The kickbacks Pacira gave doctors came in the form of fraudulent research grants.
As reported by the District of New Jersey branch of the United States Department of Justice this week, Pacira has agreed to pay $3.5 million in order to resolve allegations that it violated the False Claims Act. According to the DoJ report, documents filed in this case showed that between December of 2012 and April of 2015, Pacira ran its illegal kickback scheme.
As mentioned, the company disguised its kickbacks in the form of research and other grants to healthcare providers and institutions. It intended for these payments to induce sales of its newly-launched local analgesic, EXPAREL.
The drug was targeted to certain physicians and their respective hospitals.
“The research grants in question were typically initiated by Pacira sales representatives or marketing executives, who discussed internally their sales goals in connection with the grant,” says the DoJ report, “Pacira also required that EXPAREL be placed on formulary at the physician’s institution before awarding any research grant.”
However, once the grant money was awarded, Pacira showed almost no interest in the research. They did not require any grant recipient to adhere to any proposed research topic. As well, recipients weren’t expected to achieve any milestones or results before receiving payment. In fact, in many cases, Pacira didn’t even follow up with its grant recipients. They had no idea whether or not any work was performed. In some cases, no work was done at all.

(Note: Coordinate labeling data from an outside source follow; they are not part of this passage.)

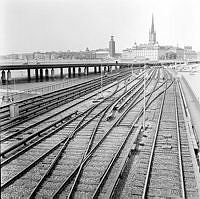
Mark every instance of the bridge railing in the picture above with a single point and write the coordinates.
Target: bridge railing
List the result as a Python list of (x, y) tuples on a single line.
[(13, 95)]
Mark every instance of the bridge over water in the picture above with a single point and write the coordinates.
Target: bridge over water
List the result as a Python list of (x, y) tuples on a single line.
[(46, 69)]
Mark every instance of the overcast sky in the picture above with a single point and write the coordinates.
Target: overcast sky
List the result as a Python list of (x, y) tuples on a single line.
[(61, 25)]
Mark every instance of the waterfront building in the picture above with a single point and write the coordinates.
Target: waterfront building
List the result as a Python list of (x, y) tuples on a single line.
[(142, 52), (189, 54), (112, 47), (154, 52)]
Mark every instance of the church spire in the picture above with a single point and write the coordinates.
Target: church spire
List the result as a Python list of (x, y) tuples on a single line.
[(152, 25)]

“Pacira did not document why it needed the research or the fair market value of the proposal,” informs the DoJ, “Finally, Pacira executives coached grant recipients and other employees on how to avoid internal scrutiny of the grant payments.”
To make clear, Medicare and Medicaid do not pay out claims for products that have been tainted by illegal kickbacks. Pacira willingly participated in submitting false claims to Medicare and Medicaid by using these research grants to induce sales of EXPAREL. The company did so knowing that the medication could be used in procedures that are reimbursed by the insurance programs.
FBI-Newark Acting Special Agent in Charge Joe Denahan spoke about the case.
“The payment of kickbacks or bribes in exchange for phony research and other grants, robs the government and every American,” he said, “Today’s agreement by Pacira Pharmaceuticals Inc., to pay $3.5 million, should send a strong message to anyone thinking about participating in this type of illegal activity. The FBI remains committed to combating these types of schemes and bringing these perpetrators to justice.”